```
#include <iostream>
using namespace std;
int main() {
// your code goes here
int t;
cin>>t;
while(t--){
int b,c;
cin>>b>>c;
int i=1;
while(c%b!=0){
i++;
c=c*i;
}
cout<<c/b<<"\n";
}
return 0;
}
```

This code is giving me a wrong answer for test case 2 for problem :https://www.codechef.com/START27C/problems/PRODUCT . Why ?

Your idea is wrong bro.try to implement another idea

for this test case your code is giving negative answer

10

73 6

95 38

41 91

6 13

59 67

98 27

62 95

33 62

43 95

81 36

check the problem constraints it’s large number but your code failing on large data set. instead of using while try to use straight approach (formula)

I see, but can you tell why it is giving a negative number?
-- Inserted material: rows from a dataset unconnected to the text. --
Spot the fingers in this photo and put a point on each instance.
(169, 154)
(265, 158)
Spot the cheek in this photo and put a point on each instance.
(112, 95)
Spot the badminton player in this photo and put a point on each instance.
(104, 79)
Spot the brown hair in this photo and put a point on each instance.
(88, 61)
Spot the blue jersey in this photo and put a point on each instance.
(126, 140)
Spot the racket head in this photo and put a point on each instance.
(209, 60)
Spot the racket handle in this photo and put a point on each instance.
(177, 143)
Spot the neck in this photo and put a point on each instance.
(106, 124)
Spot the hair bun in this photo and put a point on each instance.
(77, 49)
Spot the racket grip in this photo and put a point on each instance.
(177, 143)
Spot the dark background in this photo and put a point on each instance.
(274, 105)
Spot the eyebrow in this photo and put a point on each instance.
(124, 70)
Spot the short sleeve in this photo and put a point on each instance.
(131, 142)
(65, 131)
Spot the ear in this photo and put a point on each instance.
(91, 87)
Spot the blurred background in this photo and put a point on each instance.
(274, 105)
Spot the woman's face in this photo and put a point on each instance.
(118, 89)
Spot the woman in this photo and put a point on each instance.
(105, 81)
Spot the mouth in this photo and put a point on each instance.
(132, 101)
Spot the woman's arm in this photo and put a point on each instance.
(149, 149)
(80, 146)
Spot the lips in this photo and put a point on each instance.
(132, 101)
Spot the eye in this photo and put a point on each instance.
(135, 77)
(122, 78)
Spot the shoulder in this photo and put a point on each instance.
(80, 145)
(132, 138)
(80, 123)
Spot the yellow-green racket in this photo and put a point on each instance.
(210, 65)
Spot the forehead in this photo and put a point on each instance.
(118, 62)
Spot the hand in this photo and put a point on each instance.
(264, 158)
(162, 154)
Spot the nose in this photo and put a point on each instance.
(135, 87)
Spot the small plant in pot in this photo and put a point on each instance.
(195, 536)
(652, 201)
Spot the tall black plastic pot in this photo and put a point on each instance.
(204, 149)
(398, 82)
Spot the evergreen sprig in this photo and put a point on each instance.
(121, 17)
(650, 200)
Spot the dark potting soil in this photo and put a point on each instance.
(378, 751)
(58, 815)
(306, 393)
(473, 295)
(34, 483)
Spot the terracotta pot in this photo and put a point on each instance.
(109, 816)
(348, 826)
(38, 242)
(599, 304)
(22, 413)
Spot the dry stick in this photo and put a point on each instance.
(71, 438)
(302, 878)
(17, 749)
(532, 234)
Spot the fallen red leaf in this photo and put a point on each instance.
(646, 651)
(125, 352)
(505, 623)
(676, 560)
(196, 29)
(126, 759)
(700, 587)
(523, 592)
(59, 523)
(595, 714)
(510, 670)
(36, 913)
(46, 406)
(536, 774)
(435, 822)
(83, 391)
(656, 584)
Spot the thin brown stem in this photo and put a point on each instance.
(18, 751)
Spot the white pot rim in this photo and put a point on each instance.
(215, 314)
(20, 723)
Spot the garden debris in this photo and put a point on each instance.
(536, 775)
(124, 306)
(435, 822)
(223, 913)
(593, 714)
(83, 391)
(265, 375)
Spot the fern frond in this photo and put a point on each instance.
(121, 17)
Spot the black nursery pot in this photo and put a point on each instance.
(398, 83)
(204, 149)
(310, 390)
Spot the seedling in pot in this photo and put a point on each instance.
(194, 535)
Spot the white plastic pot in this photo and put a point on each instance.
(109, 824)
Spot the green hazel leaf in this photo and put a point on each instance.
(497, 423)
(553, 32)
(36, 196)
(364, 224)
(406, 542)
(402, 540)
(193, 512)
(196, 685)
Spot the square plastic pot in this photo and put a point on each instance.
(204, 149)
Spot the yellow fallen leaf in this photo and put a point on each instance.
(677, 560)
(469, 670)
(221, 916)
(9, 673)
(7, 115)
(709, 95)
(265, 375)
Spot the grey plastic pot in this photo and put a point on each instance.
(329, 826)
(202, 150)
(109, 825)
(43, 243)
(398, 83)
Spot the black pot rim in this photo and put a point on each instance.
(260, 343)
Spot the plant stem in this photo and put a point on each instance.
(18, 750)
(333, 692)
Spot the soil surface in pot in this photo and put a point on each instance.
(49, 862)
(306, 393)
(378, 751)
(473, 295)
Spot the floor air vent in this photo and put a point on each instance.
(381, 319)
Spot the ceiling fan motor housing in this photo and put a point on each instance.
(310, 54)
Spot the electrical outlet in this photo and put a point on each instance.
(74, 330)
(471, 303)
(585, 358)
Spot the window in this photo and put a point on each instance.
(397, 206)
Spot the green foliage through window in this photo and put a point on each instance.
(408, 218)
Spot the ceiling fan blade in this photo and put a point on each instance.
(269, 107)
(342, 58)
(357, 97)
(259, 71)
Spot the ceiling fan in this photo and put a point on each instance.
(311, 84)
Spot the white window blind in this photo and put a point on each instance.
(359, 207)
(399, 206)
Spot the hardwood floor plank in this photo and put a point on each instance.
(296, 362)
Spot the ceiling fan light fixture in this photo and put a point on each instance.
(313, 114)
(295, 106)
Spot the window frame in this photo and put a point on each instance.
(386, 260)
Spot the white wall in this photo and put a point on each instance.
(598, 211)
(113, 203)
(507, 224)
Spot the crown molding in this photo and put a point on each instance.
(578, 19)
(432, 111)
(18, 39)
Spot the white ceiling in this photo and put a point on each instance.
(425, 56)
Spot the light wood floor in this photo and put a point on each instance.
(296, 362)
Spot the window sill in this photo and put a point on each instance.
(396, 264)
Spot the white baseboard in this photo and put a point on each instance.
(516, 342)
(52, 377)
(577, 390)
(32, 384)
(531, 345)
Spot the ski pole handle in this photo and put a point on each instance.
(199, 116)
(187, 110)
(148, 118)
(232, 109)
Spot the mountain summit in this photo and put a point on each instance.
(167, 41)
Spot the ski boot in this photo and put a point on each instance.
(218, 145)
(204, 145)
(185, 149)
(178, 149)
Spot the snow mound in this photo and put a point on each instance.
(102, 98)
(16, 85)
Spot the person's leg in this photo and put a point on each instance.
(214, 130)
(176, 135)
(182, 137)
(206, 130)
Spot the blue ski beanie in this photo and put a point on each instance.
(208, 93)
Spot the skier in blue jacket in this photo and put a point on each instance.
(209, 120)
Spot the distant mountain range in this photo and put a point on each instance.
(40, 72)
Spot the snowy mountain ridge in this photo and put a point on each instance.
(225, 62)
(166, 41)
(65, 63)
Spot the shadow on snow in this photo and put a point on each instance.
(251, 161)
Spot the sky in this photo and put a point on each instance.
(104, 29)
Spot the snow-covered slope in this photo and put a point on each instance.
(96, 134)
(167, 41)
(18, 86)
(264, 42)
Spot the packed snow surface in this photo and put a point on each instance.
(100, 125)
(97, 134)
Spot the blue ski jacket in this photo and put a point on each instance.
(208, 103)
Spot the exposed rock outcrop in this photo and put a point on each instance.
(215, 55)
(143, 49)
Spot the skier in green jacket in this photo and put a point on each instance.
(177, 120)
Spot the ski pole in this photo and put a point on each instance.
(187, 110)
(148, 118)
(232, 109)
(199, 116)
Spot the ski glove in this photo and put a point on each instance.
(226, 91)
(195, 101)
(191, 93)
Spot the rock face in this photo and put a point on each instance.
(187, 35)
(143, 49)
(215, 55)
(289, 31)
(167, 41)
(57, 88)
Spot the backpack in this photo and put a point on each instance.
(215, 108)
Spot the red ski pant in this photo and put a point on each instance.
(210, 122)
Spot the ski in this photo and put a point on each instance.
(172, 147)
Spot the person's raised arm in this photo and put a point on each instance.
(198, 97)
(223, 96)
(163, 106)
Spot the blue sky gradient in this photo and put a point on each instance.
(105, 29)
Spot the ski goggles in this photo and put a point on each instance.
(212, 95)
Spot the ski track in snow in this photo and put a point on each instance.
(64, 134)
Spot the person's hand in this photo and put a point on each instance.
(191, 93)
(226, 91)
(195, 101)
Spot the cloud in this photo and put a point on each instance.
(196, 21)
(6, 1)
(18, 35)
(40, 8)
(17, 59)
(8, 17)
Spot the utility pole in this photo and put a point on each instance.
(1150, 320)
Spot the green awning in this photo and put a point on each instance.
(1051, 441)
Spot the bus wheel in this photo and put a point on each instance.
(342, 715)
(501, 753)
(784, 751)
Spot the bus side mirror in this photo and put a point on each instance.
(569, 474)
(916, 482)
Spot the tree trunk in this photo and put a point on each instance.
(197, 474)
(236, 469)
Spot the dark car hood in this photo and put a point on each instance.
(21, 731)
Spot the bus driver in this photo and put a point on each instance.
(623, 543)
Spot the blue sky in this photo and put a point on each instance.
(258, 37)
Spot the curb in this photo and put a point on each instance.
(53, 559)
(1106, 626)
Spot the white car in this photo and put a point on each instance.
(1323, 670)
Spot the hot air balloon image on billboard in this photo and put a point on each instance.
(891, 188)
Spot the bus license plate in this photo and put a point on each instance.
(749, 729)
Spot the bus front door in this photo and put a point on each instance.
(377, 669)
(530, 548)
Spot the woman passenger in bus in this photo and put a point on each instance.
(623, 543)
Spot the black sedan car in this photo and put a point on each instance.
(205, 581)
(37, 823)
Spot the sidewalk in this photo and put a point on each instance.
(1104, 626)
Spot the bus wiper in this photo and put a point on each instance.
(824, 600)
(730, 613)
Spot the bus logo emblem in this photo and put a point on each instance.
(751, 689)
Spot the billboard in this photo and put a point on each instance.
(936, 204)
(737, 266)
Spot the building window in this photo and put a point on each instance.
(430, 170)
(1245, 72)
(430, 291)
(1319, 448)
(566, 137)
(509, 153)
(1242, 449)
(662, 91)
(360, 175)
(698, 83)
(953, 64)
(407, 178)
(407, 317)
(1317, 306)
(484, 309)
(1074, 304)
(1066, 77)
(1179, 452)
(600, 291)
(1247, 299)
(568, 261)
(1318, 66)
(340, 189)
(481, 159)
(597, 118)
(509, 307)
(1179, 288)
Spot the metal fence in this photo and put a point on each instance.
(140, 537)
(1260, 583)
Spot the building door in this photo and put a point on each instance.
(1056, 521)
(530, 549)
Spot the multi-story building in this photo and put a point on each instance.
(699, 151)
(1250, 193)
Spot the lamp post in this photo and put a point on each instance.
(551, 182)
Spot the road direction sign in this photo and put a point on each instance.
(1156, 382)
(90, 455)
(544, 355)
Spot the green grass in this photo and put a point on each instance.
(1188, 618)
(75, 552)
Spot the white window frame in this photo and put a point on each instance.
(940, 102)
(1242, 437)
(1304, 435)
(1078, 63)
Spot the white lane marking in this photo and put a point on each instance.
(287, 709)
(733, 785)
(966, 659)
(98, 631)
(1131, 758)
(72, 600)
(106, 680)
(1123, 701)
Your approach is wrong and time consuming also. Try to think in different way. if I have two numbers

- b=3 ,c=6 then what would be a?? simply 2.
- b=7 ,c=8 then what would be a?? simply c.
- b=8,c=12 then what would be a??? Simply 3.

Try to think why it is so. If you are able to understand this you will get to know why your program is wrong and what is right logic.

1 Like

I think this will help you!

The concept behind is that: **if b is divisible by c**, then whatever be the value of a, the product of a and b will always be divisible by c, and as we have to tell the smallest positive value of a, hence a will be 1.

Now **if b is not divisible by c**, then first we have to find the LCM of b and c, once it is done we will divide it by b which in turn gives us the required smallest positive value of a.

Hope you will understand the below solution:

```
#include <bits/stdc++.h>
#include <boost/math/common_factor.hpp>
using namespace std;
int main()
{
long t{};
cin >> t;
while(t--){
long b{},c{};
cin >> b >> c;
if(b%c == 0){
cout << "1" << endl;
}
else{
cout << (boost::math::lcm(b,c) / b) << endl;
}
}
return 0;
}
```

1 Like

Taught me how to fish than to give me a fish, Thanks bro!

Yep lcm seems like a quick and neat idea. Thanks man!